Publicado originalmente no portal Médiapart.

Notas


[1] (N. do T.) “Manif pour Tous é o principal coletivo de associações responsável pela organização das mais importantes manifestações e de atos contrários à lei que permitiu o casamento e adoção por parte de casais compostos por pessoas de mesmo sexo na França” Fonte: Wikipédia.

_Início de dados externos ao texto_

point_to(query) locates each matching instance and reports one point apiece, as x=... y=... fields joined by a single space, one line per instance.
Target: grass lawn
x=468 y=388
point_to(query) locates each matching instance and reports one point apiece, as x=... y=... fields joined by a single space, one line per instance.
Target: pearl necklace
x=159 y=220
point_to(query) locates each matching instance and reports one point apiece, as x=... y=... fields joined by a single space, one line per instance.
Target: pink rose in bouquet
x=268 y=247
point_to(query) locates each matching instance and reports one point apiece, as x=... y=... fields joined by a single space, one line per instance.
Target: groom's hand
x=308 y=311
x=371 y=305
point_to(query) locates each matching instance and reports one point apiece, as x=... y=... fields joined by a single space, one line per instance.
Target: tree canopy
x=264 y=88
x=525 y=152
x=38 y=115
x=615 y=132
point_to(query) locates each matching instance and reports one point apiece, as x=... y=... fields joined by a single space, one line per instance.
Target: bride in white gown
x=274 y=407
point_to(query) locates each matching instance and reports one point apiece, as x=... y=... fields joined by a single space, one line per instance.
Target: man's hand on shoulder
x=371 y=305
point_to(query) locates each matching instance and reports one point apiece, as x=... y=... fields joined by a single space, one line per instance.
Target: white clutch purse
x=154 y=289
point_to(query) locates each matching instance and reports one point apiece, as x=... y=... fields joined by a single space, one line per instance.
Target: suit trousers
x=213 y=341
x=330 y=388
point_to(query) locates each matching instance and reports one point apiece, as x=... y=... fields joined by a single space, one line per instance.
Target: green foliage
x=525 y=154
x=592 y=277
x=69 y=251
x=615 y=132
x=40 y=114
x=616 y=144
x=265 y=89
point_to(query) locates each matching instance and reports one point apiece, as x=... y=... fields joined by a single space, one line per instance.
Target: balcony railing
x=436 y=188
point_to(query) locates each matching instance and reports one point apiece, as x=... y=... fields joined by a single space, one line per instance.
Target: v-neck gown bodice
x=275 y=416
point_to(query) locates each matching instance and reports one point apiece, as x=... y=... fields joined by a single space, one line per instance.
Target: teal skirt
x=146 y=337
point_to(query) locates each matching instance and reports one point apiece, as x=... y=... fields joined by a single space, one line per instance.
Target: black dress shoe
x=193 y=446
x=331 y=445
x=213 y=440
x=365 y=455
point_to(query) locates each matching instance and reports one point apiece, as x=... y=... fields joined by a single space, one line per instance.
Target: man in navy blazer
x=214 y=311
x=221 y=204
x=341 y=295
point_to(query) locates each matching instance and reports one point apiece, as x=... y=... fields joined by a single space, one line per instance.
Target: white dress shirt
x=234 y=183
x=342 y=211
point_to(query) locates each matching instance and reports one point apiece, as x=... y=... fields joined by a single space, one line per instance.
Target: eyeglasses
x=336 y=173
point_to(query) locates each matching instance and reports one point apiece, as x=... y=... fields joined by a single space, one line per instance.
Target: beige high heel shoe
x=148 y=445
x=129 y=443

[2] “Assim como a Monsanto fizera sua fortuna esterilizando as sementes para poder revendê-las todos os anos, as tentativas de banalizar a heteronomia reprodutiva se assemelham a uma tentativa de nos forçar a ter de comprar nossos próprios filhos”, comentou uma pessoa bem informada.

[3] Em 1984, de Orwell, O’Brian tortura Winston para obrigá-lo a admitir que 2+2=5. Na primeira vez que O’Brian lhe pergunta quanto é 2+2, Winston responde espontâneamente: “4”. Hoje, é muito provável que ele teria pedido uma calculadora.

[4] Para evitar os mal-entendidos aqui não tratamos das famílias “proletárias” modernas e do papel que as mulheres possuem nelas, mas da categoria jurídica romana antiga. Poder ter filhos era uma condição suficiente para ser cidadão. E essa condição era automaticamente atribuída a cada homem livre: era o que nenhuma pessoa podia retirar. Evidentemente, trata-se de uma situação que não possui nada de desejável enquanto tal: essa forma de cidadania era reservada aos homens, e aos homens livres. Além disso, ela servia às exigências militares. Porém, sobre um plano metafórico, podemos dizer que perder a autonomia reprodutiva significa regredir a uma posição inferior àquela dos proletarii antigos

[5] (N. do T.) “Déméter é uma célula da gendarmerie [polícia militar] francesa criada em 2019. Ela tem por objetivo proteger as agricultoras e os agricultores das agressões e intrusões contra as explorações agrícolas”. Fonte: Wikipédia.